Great pity for the girl. Great disdain for those who create and watch such spectacles. Great concern for a society that chooses to criticize others while watching 50 of its citizens commit suicide each day.

3 ( +6 / -3 )

Kind of an emotionally sick show.

2 ( +5 / -3 )

While the TV station is drawing flak, it's only reflective of the society trends. And this girl chose to be on this show knowing what she could gain and lose. I pity her that she went on it despite knowing, but didn't have the courage to live with that choice.

3 ( +5 / -2 )

the article states that the show is famous for putting contestants through an "emtional wringer" and humiliating them. so she knew this could happen to her, but she went on anyways. sorry, but if you're emotionally fragile and you put yourself in a situation where you can be abused, then you have no one to blame but yourself.

5 ( +6 / -1 )

And that's why reality shows should be taken off the schedules. Their sole purpose is to humiliate contestants for the braying masses, no matter what country they are shown in... but these ones in the article sound particularly bad. I mean to humiliate a contestant to the point where she commits suicide? Come on, that's just sick. Execs are clearly devoid of any kind of moral compass.

RIP poor girl.

3 ( +5 / -2 )

Very unpleasant. It seems some people get off on watching others humiliated. Hope this makes more people realise that this kind if TV is both dangerous and stupid.

2 ( +3 / -1 )

A top South Korean television station faced a storm of media criticism on Thursday following the shock suicide of a female contestant on its popular reality matchmaking show.

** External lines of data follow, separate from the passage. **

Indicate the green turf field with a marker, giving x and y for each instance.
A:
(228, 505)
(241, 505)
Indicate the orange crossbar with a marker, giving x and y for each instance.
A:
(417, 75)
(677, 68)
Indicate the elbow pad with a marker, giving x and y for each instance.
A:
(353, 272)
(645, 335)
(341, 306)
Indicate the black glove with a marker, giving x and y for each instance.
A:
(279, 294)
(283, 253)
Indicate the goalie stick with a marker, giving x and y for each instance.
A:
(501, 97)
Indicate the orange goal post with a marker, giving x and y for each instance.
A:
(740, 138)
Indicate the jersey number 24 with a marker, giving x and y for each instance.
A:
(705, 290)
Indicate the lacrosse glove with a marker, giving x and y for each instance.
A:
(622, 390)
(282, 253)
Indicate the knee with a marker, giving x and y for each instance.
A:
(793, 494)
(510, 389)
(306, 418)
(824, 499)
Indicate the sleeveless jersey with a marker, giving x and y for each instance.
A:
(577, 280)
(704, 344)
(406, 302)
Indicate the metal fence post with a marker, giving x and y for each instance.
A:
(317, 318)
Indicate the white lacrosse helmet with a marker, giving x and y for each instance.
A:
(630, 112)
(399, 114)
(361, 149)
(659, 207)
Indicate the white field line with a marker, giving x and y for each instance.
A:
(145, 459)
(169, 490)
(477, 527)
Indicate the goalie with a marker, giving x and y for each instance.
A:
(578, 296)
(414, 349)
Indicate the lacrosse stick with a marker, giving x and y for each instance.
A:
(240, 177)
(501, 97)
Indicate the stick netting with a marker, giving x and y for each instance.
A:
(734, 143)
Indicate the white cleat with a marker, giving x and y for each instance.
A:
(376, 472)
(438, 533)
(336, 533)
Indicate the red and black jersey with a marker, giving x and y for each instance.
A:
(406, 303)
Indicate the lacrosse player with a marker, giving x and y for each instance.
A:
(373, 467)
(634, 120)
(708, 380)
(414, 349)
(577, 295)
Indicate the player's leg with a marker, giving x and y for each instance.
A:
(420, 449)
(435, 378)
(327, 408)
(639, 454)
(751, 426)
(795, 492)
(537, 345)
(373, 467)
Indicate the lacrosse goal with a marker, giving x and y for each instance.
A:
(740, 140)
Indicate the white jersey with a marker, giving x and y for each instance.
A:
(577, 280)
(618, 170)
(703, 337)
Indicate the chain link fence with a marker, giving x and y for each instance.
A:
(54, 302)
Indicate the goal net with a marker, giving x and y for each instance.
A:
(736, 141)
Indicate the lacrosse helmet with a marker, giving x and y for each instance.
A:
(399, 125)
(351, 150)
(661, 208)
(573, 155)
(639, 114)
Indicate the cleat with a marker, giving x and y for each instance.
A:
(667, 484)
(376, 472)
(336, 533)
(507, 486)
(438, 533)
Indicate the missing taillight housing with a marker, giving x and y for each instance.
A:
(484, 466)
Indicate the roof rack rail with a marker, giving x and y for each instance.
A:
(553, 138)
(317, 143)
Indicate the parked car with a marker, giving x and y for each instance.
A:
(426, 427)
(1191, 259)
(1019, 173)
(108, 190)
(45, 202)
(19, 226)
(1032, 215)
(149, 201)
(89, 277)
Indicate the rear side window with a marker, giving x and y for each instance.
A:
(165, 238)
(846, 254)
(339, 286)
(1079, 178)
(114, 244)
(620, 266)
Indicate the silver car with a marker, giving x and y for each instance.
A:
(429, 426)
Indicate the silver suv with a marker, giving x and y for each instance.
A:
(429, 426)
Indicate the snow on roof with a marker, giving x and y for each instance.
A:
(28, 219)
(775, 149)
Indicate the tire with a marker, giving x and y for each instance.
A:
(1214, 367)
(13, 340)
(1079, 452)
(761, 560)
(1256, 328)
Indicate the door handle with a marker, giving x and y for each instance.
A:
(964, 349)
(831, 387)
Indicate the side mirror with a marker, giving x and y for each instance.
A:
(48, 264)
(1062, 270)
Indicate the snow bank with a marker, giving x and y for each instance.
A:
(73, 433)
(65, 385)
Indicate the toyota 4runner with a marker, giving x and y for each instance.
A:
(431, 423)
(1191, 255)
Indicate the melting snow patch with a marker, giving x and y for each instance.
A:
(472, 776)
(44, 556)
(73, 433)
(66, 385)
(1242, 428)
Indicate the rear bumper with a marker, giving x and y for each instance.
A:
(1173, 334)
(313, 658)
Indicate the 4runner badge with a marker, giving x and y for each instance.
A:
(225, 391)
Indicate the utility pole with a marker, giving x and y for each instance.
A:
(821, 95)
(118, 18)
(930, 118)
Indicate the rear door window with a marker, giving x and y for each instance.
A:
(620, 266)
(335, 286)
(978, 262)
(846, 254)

As terribly shocking and sad as this story is, I was even more shocked as I misread this to mean the suicide actually took place on the show.

3 ( +3 / -0 )

I mean to humiliate a contestant to the point where she commits suicide?

Give us a break. There is no particular point where any human will commit suicide and it was obvious that they had reached it. Lots of people commit suicide based on the actions or words of others, while those others have not done anything that does not happen everyday to lots of people who don't off themselves.

I hate all "reality" TV shows because a great lot of it does seem to be enjoyment of the real pain and humiliation of others, and that is why I despise them. I hate sharing this planet with the sort of people who get off on that psychological gore.

But lets not act like every single person involved or spectating should not know what is going on by now. Maybe some don't, but about the best that can be done is to start each show with a fat disclaimer that producers are maneuvering and manipulating the people in the show to get results that garner ratings. Its not real at all.

I feel sorry for this poor young woman, but I have a strong suspicion a million things could have set her on the same path. Its not like there has been a rash of "reality" TV suicides.

-2 ( +1 / -3 )

http://en.rocketnews24.com/2014/02/26/seoul-anti-suicide-initiative-backfires-deaths-increase-over-than-six-times/

The recent increase in suicides in general in this country is a worrying trend.

2 ( +3 / -1 )

This is why it's sometimes a good thing they're so fake.

1 ( +1 / -0 )

TV is just getting weird the whole world over.

1 ( +1 / -0 )

Now if the producers and director(s) were place on trail for murder, that may be a show to watch.